What is Retail Leverage?
This is the only blog dedicated to sharing and discussing the strategies, programs, and other best practices designed to give “challenger” brands the ability to shape and influence their fates within the world of retail.
Across the ever-contracting landscape of U.S. retailers, only a small, privileged set of category-leading national brands have the power to deliver on the value-propositions upon which their business models are based.
Why? Because over the past twenty years, retailers have become power-brands themselves – seeking to be known not only as destination sellers of goods, but as actual participants in the key categories of market interest. In addition, many retailers today seek to differentiate themselves by promising consumers an expertise that supersedes that of the individual brands they sell and by offering “exclusive” products that make the retailer seem more special than the national brand who actually provides the solution.
The concept of Retail Leverage refers to the desire that most challenger brands have to maximize their influence on the assortment, pricing, promotions, merchandising, and advertising that support their value propositions and deliver maximum returns in an environment controlled almost entirely by the more powerful retailer who dictates the rules of category engagement with the consumer.
Why a blog about Retail Leverage? The most obvious reason is that most of the conversations and documented examples of best-in-class marketing strategies are those put in play by well-funded category leaders who are able to implement their brand initiatives in “partnership” with retailers (or independent of the retailer altogether).

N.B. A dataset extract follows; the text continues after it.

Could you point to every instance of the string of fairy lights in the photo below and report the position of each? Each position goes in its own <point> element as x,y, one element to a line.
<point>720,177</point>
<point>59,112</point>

The reality is, however, that most companies are not developing their go-to-market plans as partners with retail or from a position of equal power as the retailer. Most brands rarely realize the full vision of their marketing plans after their consumer packaging gets re-designed by retail buyers, their product portfolio becomes cherry-picked to fill the assortment voids of the category leader, and retailer private labels erode the price premiums that justified the value-added features that the national challenger brand counted on as a basis of differentiation.